# Light green grass patches.



## HSGoodwin33

I am trying to figure out what these light patches of grass in my lawn are? and how to get rid of them? They started to appear after I installed an irrigation system and seem to be getting larger and spreading. I notice them the most in the areas that get a lot of shade? Is it Poa Trivialis?


----------



## ScottW

Bright lime green color, in areas of shade especially if consistently moist, with those thin hairlike stems... looks to me like it could be poa triv. Sorry.

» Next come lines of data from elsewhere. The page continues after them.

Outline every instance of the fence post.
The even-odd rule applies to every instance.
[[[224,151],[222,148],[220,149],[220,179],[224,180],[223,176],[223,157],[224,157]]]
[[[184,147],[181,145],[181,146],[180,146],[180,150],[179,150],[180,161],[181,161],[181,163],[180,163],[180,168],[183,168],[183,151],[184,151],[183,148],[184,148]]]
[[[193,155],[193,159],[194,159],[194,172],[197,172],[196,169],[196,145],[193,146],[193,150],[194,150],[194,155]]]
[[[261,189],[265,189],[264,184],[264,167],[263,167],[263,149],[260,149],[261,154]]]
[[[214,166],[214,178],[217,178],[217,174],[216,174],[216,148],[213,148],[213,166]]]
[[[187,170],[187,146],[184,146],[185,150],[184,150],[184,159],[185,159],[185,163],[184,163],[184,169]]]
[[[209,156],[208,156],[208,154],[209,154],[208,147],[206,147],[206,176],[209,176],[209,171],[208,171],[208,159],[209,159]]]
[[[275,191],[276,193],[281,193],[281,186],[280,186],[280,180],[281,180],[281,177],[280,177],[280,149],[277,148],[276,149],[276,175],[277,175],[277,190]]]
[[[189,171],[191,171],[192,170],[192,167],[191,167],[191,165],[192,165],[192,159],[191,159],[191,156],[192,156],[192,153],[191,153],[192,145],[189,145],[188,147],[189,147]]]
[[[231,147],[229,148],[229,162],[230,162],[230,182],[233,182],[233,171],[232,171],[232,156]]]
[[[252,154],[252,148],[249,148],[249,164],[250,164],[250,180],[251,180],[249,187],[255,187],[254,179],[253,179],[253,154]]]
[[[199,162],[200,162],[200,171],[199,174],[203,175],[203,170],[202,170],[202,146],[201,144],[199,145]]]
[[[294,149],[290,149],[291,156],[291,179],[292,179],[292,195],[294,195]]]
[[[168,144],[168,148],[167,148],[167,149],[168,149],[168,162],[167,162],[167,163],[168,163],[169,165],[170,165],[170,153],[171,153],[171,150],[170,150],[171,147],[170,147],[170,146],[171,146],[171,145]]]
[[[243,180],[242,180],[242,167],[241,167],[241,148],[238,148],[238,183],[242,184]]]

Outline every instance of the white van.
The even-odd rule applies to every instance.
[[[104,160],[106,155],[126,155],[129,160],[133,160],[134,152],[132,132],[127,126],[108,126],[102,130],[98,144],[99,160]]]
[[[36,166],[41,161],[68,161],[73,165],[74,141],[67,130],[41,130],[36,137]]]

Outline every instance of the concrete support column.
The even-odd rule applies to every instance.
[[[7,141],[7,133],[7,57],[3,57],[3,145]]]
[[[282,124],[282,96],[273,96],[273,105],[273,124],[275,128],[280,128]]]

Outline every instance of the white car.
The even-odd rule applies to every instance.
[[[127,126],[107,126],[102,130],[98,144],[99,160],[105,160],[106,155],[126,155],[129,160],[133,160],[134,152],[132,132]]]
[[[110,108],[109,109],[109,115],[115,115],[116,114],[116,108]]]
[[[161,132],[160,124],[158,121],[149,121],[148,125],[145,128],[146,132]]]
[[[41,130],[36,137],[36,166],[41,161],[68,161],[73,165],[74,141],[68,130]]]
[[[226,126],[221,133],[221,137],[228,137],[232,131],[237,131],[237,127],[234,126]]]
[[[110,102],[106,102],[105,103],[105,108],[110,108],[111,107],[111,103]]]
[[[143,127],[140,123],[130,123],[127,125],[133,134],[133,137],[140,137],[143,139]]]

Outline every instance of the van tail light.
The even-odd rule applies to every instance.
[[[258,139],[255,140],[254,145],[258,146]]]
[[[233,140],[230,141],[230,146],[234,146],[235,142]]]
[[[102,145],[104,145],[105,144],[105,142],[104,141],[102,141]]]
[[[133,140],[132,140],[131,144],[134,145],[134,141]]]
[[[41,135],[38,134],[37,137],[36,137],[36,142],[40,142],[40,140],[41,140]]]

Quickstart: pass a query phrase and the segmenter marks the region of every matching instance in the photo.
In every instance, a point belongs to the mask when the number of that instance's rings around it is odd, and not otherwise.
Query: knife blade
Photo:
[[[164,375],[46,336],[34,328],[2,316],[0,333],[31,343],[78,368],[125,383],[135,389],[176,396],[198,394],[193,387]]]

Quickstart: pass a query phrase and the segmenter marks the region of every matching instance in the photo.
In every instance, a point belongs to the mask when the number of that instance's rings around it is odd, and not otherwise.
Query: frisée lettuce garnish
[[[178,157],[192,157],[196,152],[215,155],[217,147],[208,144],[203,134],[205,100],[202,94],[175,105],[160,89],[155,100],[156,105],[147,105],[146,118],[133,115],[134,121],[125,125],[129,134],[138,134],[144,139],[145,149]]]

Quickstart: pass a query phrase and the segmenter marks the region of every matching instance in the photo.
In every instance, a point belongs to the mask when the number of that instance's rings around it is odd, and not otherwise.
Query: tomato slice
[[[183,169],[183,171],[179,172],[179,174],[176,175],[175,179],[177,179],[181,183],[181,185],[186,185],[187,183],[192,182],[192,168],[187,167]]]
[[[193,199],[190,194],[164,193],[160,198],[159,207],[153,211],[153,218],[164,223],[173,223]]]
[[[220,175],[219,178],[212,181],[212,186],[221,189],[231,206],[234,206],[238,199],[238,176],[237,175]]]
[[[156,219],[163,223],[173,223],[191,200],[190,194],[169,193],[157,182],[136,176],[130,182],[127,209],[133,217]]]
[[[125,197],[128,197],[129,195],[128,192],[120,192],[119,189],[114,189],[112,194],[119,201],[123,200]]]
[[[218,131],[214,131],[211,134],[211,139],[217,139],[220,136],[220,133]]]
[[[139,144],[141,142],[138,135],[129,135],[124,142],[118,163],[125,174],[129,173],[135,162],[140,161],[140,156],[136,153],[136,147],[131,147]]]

There aren't selective herbicides that effectively kill it AFAIK, although Tenacity will light it up temporarily. One that claimed activity against both poa annua and poa triv (Velocity) appears to have been pulled and replaced with a newer SP version that's only labeled for annua and not for triv. I know some people are trying various combinations of multiple selective herbicides that each have "some" activity against it, but I'm not sure on the current state of the art there. A lot of guys here will skip the foreplay and go straight to nuking it with glyphosate.

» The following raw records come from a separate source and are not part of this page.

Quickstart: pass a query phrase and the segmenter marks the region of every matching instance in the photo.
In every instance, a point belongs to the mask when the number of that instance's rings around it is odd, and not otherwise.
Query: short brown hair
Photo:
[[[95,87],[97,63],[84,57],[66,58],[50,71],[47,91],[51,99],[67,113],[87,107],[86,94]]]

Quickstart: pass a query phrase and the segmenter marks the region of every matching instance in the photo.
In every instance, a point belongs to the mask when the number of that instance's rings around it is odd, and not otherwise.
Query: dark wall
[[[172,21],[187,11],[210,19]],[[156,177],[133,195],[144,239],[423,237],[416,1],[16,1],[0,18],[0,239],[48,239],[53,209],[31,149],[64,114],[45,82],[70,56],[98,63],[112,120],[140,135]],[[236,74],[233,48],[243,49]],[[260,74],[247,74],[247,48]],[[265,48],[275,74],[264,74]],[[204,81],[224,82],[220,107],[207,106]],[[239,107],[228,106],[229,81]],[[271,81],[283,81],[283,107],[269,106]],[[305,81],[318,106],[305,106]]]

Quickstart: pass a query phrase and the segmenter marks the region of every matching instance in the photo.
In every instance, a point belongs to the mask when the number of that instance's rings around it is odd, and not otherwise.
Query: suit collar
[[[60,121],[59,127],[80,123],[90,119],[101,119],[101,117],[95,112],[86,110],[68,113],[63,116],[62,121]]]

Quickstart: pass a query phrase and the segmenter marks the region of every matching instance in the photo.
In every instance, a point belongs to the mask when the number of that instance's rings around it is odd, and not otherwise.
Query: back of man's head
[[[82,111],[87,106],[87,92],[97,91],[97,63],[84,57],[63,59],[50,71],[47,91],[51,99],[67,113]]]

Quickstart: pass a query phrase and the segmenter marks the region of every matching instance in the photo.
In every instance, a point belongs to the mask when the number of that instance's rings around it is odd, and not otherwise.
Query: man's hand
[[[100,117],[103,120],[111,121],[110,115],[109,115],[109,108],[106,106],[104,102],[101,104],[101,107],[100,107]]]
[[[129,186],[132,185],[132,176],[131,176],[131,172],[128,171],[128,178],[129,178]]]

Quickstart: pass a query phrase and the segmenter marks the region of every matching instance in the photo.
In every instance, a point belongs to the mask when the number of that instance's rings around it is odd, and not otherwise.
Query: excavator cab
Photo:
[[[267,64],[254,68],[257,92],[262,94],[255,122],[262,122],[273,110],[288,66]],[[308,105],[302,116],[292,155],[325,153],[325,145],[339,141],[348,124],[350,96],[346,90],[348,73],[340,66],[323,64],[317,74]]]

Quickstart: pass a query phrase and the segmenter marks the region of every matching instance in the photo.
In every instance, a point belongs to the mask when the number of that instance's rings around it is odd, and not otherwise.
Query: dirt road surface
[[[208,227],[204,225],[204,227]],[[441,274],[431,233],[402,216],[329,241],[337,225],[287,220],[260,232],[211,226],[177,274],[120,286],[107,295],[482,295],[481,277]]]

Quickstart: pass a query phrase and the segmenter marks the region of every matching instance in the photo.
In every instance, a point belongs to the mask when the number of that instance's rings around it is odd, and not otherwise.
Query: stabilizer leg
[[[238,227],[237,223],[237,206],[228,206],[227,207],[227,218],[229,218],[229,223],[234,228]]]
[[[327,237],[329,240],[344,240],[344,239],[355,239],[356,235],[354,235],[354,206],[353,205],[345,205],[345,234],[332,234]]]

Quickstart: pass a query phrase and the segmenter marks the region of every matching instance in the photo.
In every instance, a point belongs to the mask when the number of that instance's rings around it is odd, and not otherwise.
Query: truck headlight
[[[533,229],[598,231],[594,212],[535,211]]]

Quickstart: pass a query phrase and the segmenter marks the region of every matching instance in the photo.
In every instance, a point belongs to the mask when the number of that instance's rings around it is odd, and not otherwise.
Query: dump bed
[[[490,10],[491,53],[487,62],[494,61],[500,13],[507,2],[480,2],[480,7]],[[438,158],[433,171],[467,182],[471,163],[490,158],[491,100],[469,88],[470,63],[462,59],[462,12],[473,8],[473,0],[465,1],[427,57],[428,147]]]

In many areas of the US this year the cooler wetter spring-like conditions lasted longer than usual, which resulted in explosions of triv. I had patches of it in shady sections of my back yard. I glypho'ed some of the areas in late summer/early fall (prior to partial reno) although that is not the ideal time to hit it, because it's not growing as actively. Mine is currently suppressed at least visually, and I'm going to try improving cultural conditions there such as better drainage, less/no watering (unavoidable when you've overseeded/reno'ed), better soil percolation, and see if that slows it down any. But ultimately I may cave in and nuke it depending on how next year goes.


----------



## Robpin

That first picture looks like bentgrass to me. Maybe @masshole could chime in, he seems to be the local expert in bentgrass.


----------